THE YEAR THE WIND BLEW

I’m doing what I enjoy most – travelling. Although, as most know, Africa ain’t for sissies, it holds breathtaking beauty and often, surprises.


We arrived here in Tanzania about four days ago, on Ethiopian Airlines from Lagos in Nigeria via Addis Ababa. After the filth and aggression of Lagos anything would seem better, frankly, but flying over Ethiopia really was incredible. It is a mountainous country (the part we traversed, anyway), green, lush and very beautiful. The people, too, are physically exquisite.

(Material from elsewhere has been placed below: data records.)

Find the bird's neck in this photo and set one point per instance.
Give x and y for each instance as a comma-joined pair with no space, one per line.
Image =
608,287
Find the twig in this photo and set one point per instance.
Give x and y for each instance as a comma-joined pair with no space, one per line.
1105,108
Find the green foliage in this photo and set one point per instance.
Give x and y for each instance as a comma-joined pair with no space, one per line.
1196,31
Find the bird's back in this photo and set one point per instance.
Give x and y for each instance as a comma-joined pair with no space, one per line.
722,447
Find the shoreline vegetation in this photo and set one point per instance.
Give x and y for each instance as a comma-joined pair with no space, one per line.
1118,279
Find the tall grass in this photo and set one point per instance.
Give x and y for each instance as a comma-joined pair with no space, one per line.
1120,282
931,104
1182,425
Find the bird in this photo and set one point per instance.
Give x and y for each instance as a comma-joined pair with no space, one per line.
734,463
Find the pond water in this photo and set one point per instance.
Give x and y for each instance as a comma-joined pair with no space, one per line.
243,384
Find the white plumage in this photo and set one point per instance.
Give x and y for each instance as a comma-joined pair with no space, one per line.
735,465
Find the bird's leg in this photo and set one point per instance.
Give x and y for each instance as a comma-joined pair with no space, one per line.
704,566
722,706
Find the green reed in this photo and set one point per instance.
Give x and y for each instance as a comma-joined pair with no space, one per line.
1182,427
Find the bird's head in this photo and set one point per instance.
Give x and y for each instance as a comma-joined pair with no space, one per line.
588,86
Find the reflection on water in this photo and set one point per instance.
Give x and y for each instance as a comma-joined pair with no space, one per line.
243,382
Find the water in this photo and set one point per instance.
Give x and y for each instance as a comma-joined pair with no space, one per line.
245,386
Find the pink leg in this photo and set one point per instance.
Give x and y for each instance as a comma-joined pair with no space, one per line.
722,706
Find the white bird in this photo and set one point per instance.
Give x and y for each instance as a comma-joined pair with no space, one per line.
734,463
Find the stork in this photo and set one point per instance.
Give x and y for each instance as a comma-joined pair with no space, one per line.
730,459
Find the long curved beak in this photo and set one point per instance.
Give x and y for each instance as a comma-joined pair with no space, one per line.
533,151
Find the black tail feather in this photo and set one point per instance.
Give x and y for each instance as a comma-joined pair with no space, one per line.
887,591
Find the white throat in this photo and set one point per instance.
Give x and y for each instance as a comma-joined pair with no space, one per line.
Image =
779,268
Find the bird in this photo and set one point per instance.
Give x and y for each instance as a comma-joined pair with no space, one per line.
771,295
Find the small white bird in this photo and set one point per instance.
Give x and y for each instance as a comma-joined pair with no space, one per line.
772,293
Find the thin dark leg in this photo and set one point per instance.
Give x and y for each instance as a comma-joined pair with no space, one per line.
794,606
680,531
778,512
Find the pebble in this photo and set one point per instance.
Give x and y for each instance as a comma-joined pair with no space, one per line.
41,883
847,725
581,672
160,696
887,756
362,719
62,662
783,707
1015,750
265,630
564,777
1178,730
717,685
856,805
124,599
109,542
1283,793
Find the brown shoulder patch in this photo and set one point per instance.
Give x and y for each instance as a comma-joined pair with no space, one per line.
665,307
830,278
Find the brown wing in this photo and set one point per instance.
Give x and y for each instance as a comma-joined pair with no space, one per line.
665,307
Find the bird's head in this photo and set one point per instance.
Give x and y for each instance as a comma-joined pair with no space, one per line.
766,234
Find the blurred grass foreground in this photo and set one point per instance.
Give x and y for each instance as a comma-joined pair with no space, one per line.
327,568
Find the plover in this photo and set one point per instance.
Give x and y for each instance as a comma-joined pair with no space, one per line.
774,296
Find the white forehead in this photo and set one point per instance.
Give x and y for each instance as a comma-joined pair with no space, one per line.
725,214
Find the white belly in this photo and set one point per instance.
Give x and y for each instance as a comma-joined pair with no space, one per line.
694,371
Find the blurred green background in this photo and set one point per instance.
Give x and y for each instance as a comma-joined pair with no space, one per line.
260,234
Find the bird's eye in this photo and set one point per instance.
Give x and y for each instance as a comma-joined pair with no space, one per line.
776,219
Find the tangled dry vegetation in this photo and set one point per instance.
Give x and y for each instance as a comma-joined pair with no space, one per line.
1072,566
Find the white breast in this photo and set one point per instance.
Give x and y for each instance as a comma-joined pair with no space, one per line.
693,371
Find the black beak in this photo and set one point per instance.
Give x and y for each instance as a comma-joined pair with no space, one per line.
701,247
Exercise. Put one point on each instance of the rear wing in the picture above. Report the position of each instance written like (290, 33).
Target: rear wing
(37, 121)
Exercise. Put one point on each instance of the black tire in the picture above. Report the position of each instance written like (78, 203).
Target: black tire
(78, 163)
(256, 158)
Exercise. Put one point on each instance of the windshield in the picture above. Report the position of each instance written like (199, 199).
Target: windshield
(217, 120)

An aircraft was bought by an Arab man from one of the people who used to work for my husband Graeme, and now lives in Dubai and sells airplanes to rich people in the Middle East. The purchaser of the plane is here in Tanzania at the moment because he owns a number of hotels, and is also busy building one in the Serengeti. It turns out he is a really, really nice guy - a Bedouin, actually born in a tent in the desert and a completely self-made man. As is my wont, I asked him when he was born (i.e. his birth sign), and he said, “my mother says there was a big wind that year...”



So we're staying at one of his hotels in Dar es Salaam and basically hanging out with him and his entourage. The day before yesterday he phoned us (we were having an afternoon nap) to say, let's go to Arusha! (Arusha is the town right next to Mount Kilimanjaro). So we jumped out of bed, dressed, packed and rushed to the airport. Arusha is about an hour's flight from Dar, and we landed there literally three minutes before the airport closed for the night. Our new-found friend has just bought a beautiful property there, with magnificent gardens, and is about to build another hotel there (with gardens on top of the roofs of the buildings in the hotel complex).



The hotel at which we're staying here in Dar is right on the ocean and if we could see far enough, we'd be able to see Zanzibar. We watch the ferries go to and from the island every day. Ali leaves for Dubai today, so we might just take a ferry to Zanzibar.



Tanzania has never been at war (did you know that? I didn't) so the people have no issues. There is peace, absolutely no aggression, and the place is relatively crime-free. And it is so beautiful it brings tears to my eyes.



What has been interesting about spending time in other countries in Africa is how many fascinating people (apart from the locals) live here. For instance, our friend is also buying into a lodge on the beach about 200 kms as the crow flies from Dar. It is owned by a young Greek guy - who was born and grew up in Burundi. And although Costas witnessed many things that millions around the world don’t even know could happen, he has only good things to say about the country of his birth. He, too is a fascinating man and deeply spiritual.



Tomorrow we take our friend’s fabulous new business jet  to Dubai. He's a bit of a nervous flyer, thus his flying there on a big aircraft. I'm sure we'll see lots of him there, since we're all in love with one another now!



Next Friday my husband Graeme's other client, a wealthy Nigerian man, arrives in his private jet. Graeme is then taking him to Beirut in Lebanon (and I'm tagging along). I'm very excited since Beirut is known as 'the Paris of the Middle East' and of course the cuisine, I’m told, is fabulous.